Let the Balloon Rise
Time Limit: 2000/1000 MS (Java/Others) Memory Limit: 65536/32768 K (Java/Others)
Total Submission(s): 88967 Accepted Submission(s): 33673
Problem Description
Contest time again! How excited it is to see balloons floating around. But to tell you a secret, the judges' favorite time is guessing the most popular problem. When the contest is over, they will count the balloons of each color and find the result.
This year, they decide to leave this lovely job to you.
Input
Input contains multiple test cases. Each test case starts with a number N (0 < N <= 1000) -- the total number of balloons distributed. The next N lines contain one color each. The color of a balloon is a string of up to 15 lower-case letters.
A test case with N = 0 terminates the input and this test case is not to be processed.
Output
For each case, print the color of balloon for the most popular problem on a single line.
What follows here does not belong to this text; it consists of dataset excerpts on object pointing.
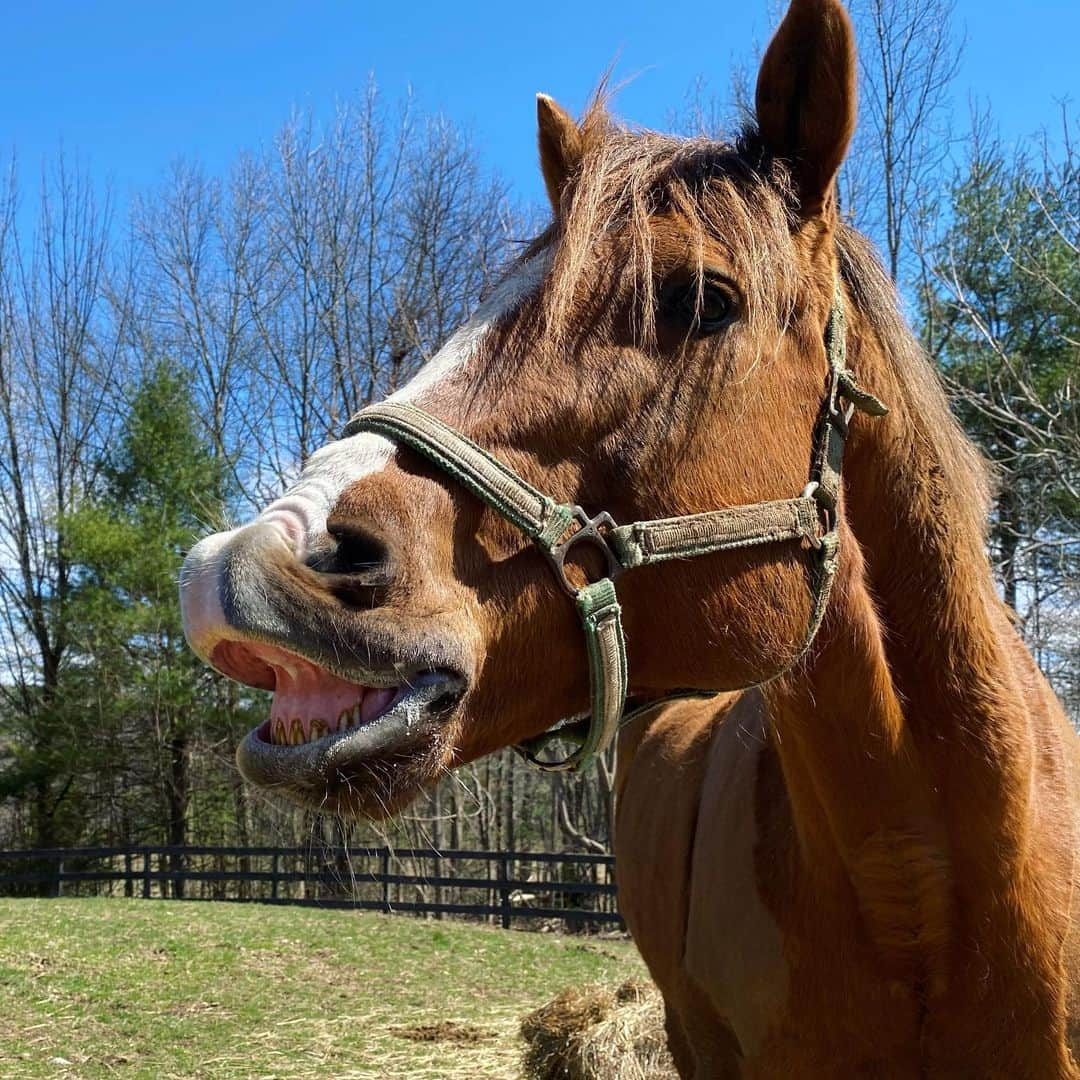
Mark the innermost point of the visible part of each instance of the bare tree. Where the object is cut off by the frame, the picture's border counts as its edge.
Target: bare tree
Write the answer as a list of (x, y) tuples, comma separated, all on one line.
[(909, 54)]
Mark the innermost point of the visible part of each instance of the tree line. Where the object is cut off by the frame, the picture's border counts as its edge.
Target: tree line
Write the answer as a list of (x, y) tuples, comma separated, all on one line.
[(165, 372)]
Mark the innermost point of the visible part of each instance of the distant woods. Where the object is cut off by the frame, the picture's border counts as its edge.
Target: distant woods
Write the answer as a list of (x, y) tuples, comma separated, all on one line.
[(166, 367)]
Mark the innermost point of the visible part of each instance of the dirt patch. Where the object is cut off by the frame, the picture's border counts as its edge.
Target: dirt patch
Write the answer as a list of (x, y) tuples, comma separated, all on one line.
[(445, 1030)]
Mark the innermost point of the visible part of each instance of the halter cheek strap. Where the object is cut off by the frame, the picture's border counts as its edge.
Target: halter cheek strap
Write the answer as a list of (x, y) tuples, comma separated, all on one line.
[(556, 528)]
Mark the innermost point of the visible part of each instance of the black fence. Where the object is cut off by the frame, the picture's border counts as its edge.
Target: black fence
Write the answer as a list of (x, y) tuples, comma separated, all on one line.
[(574, 891)]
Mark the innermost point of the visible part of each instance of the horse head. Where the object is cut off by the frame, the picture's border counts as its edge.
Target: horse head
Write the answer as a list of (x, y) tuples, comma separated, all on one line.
[(659, 351)]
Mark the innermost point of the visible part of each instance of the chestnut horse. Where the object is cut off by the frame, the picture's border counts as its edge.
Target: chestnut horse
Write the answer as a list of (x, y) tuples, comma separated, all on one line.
[(863, 865)]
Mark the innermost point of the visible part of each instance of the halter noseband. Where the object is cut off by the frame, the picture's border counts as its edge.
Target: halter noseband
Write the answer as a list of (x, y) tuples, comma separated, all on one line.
[(556, 527)]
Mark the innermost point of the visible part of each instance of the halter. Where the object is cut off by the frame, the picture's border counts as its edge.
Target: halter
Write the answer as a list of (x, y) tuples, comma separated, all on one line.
[(556, 528)]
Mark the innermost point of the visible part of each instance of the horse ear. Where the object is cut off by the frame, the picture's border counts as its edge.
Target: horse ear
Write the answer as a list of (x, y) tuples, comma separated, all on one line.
[(806, 96), (561, 147)]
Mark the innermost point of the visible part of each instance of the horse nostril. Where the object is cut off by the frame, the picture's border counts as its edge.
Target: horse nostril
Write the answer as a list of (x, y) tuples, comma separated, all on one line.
[(356, 551)]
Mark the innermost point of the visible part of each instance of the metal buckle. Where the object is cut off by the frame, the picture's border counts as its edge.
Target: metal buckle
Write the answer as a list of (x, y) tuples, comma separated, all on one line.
[(828, 514), (839, 416), (589, 532)]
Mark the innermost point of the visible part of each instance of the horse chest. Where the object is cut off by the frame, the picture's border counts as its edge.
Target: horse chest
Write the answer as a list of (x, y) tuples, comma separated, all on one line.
[(733, 945)]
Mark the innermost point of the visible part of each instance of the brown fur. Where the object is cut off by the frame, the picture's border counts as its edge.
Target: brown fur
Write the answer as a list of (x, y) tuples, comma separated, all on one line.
[(866, 867)]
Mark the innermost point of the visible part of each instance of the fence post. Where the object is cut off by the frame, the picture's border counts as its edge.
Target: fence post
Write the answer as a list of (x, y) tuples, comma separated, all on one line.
[(504, 890)]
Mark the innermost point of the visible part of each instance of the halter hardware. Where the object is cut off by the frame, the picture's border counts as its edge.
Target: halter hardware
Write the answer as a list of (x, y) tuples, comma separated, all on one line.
[(812, 518), (590, 534)]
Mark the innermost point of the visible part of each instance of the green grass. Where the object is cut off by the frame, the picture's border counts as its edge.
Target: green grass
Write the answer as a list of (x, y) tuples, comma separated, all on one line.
[(152, 988)]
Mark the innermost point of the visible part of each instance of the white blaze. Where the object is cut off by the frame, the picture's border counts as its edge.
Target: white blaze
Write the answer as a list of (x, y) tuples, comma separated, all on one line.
[(333, 468), (301, 512)]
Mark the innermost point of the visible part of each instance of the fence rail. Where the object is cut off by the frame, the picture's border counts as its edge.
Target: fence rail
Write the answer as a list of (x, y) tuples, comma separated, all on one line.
[(502, 887)]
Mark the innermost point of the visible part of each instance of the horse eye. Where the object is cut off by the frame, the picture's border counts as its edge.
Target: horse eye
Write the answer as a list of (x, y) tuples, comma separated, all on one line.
[(704, 309)]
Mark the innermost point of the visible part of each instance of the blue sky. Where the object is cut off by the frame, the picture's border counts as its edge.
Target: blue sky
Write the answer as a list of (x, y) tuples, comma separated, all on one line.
[(129, 86)]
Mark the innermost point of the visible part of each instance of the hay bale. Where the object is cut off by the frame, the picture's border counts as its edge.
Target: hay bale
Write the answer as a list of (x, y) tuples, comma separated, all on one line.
[(595, 1033)]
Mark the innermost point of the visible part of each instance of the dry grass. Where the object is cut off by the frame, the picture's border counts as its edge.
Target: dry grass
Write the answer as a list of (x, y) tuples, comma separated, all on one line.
[(161, 989), (595, 1033)]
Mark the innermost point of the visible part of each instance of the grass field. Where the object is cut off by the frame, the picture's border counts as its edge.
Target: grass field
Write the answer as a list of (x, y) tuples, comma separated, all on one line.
[(152, 988)]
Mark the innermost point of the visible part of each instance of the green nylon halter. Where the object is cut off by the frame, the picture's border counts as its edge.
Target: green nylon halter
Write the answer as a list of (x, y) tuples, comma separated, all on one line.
[(556, 527)]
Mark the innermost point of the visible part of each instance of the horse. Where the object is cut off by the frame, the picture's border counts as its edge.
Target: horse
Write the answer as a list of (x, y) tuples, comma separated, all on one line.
[(848, 846)]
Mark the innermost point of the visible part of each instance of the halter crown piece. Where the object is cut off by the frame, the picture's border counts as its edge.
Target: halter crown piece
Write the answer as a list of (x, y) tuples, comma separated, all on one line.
[(556, 527)]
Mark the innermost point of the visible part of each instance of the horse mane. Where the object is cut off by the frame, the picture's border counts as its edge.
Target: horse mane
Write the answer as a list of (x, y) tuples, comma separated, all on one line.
[(956, 485), (739, 196), (628, 174)]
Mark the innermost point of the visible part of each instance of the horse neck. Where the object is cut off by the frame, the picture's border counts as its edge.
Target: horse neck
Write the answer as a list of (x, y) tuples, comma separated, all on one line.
[(905, 740)]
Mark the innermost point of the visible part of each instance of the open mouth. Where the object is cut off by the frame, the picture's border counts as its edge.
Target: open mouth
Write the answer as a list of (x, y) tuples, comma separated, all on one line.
[(324, 730)]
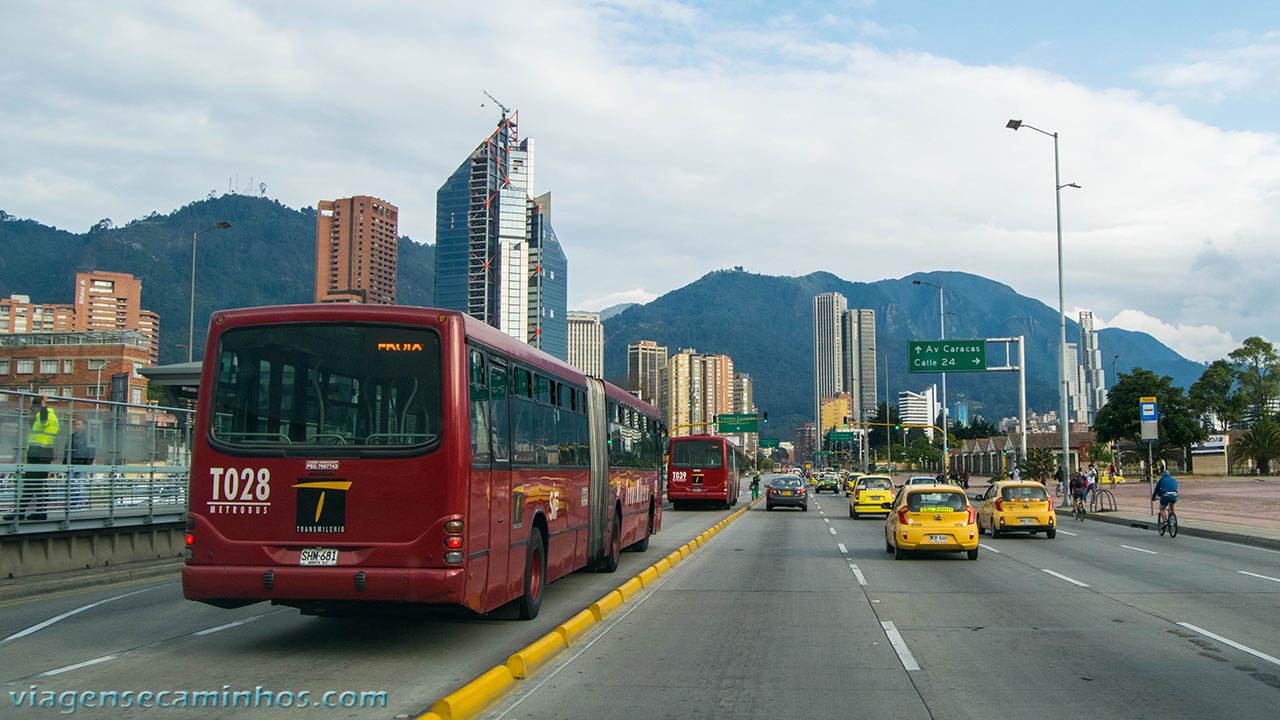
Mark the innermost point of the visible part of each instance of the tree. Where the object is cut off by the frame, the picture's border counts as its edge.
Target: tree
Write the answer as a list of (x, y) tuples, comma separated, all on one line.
[(1261, 443), (1119, 419), (1212, 395), (1038, 465), (1257, 369)]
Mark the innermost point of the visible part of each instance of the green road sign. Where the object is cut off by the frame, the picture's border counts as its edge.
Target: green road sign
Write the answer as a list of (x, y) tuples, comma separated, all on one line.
[(736, 423), (946, 355)]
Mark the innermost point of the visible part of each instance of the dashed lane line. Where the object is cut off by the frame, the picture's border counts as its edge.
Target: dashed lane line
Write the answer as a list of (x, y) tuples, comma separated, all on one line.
[(1233, 643), (904, 652), (1061, 577), (1139, 550)]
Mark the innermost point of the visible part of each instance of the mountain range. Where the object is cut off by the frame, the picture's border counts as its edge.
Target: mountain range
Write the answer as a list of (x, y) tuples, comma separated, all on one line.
[(763, 322)]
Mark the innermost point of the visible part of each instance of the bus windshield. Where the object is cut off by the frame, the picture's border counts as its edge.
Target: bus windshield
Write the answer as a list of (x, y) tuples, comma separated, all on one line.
[(696, 454), (327, 384)]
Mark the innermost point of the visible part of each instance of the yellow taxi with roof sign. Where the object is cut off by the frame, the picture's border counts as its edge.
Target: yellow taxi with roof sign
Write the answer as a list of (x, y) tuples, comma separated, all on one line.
[(1016, 506), (869, 493), (931, 516)]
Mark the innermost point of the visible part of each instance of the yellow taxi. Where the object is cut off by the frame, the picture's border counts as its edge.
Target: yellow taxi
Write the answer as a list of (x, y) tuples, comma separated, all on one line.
[(869, 493), (1016, 506), (936, 516)]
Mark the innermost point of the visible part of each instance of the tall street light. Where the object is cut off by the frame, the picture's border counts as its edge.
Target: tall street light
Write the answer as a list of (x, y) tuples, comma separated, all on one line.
[(191, 319), (1061, 309), (942, 335)]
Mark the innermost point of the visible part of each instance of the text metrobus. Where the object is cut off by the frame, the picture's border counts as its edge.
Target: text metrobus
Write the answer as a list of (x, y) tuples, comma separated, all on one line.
[(361, 454)]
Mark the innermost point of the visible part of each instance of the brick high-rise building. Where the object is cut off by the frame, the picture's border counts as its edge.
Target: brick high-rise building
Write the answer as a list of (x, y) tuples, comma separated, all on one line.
[(18, 314), (113, 301), (357, 241), (644, 359)]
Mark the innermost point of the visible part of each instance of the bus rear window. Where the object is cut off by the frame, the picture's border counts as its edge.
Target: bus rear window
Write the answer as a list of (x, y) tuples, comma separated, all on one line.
[(327, 384), (696, 454)]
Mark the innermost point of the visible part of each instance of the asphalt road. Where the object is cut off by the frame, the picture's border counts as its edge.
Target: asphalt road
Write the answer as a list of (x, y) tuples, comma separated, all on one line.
[(145, 637), (772, 619)]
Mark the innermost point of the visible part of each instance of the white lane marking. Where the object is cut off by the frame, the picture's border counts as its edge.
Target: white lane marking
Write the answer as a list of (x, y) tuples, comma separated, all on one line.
[(39, 627), (1139, 550), (1233, 643), (227, 627), (858, 574), (904, 652), (1064, 578), (78, 665)]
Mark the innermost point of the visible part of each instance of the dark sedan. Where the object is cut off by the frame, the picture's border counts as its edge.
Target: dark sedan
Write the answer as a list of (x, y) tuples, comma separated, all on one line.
[(787, 491)]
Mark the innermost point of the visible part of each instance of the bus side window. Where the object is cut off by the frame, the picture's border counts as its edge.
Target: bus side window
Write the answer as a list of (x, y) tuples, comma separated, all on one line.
[(498, 393), (480, 440)]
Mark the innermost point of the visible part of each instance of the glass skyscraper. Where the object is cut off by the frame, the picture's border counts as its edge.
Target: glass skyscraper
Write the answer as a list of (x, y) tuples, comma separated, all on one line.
[(497, 256)]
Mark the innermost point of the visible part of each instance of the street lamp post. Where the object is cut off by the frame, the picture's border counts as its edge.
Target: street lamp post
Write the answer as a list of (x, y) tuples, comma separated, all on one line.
[(191, 318), (942, 335), (1061, 309)]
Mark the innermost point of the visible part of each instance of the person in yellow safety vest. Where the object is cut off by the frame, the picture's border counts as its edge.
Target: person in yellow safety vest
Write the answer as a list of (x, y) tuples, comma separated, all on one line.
[(40, 451)]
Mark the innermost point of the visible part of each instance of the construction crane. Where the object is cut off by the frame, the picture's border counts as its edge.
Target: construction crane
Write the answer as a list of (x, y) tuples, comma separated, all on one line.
[(504, 109)]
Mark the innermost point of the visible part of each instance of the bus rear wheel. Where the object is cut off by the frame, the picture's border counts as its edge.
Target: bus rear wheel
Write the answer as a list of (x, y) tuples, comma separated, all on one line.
[(535, 574)]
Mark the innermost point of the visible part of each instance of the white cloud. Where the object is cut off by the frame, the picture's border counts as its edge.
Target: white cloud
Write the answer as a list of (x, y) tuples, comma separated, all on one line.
[(1202, 343), (620, 297), (673, 144)]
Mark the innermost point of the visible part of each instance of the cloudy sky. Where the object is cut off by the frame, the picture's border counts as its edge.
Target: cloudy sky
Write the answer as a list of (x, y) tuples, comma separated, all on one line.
[(864, 137)]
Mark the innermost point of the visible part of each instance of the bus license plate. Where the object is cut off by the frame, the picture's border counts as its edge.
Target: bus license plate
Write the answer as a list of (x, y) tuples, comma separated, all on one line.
[(319, 556)]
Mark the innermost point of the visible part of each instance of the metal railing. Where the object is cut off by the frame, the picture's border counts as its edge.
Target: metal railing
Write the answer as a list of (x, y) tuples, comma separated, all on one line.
[(126, 465)]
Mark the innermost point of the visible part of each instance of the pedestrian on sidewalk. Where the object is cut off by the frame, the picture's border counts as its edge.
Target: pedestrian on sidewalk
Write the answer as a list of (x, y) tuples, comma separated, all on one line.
[(40, 451)]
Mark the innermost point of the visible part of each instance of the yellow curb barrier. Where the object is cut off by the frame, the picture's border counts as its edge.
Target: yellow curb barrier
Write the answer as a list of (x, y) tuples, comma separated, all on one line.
[(474, 697), (524, 662), (649, 575), (630, 588), (576, 625), (607, 605)]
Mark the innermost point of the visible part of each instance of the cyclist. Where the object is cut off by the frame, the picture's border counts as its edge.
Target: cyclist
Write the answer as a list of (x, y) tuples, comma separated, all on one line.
[(1166, 490), (1079, 490)]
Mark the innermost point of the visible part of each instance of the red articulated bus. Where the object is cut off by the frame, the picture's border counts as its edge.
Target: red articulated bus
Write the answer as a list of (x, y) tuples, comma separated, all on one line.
[(703, 470), (360, 454)]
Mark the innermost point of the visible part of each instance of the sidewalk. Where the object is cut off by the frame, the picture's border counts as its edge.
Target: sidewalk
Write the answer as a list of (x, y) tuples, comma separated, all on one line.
[(1244, 510)]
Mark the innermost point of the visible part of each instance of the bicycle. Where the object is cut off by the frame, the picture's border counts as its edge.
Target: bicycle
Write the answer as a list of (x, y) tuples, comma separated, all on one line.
[(1170, 522), (1101, 500)]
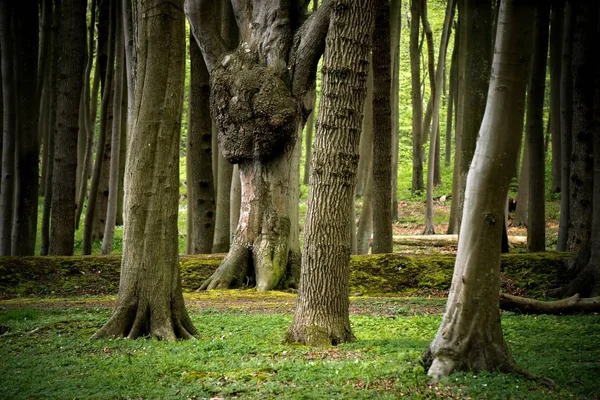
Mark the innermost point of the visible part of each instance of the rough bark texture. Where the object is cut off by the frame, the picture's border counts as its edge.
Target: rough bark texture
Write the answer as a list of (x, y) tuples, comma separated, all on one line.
[(566, 117), (470, 336), (321, 316), (474, 56), (582, 155), (382, 132), (556, 28), (150, 300), (201, 194), (417, 102), (69, 86), (27, 156), (536, 223)]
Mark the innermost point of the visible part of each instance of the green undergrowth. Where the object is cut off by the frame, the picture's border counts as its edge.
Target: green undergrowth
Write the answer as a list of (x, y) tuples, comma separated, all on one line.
[(531, 274), (47, 353)]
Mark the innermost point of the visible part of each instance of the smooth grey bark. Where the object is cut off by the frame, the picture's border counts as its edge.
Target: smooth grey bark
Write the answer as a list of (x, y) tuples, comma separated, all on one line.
[(470, 336), (536, 222), (72, 41), (27, 149), (150, 300), (566, 118), (115, 142), (382, 132), (322, 312)]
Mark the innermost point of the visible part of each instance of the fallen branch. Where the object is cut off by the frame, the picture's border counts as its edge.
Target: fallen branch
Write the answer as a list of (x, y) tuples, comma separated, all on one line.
[(573, 304)]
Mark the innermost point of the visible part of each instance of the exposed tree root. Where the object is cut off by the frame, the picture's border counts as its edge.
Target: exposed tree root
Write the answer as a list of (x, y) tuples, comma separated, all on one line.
[(573, 304)]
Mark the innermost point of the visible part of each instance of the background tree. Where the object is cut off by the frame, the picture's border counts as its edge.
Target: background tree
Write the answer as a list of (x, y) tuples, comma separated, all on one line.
[(321, 316), (470, 336), (150, 300)]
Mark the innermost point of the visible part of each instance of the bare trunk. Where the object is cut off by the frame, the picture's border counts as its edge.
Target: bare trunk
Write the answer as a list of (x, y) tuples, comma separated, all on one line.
[(470, 335), (150, 300), (69, 87), (382, 136), (536, 222), (321, 316)]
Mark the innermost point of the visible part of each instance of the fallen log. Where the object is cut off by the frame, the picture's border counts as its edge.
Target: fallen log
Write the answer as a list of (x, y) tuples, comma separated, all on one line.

It is guaranteed that there is a unique solution for each test case.
Sample Input
5
green
red
blue
red
red
3
pink
orange
pink
0
Sample Output
red pink
C语言程序代码
/*
题目大意::
先输入一个整数N,接着输入N行字符串,找出这N个字符串中出现次数最多的。
解题思路::
先定义一个二维字符数组用来存放多行字符串,然后用两个for循环找出相同的
字符串,并计数,然后找出最大值。并把此字符串输出。
*/
#include<stdio.h>
#include<string.h>
int main(){
int n,m,i,j,k,b[1001];
char a[1001][20];
while(scanf("%d",&n),n)
{
m=-1;
getchar();
for(i=0;i<n;i++)
scanf("%s",&a[i]);
for(i=0;i<n;i++)
{
for(j=0;j<i-1;j++)
{
if(strcmp(a[i],a[j])==0)
{
b[i]++;
}
}
}
for(i=0;i<n;i++)
{
if(m<b[i])
{
m=b[i];
k=i;
}
}
printf("%s\n",a[k]);
}
return 0;
}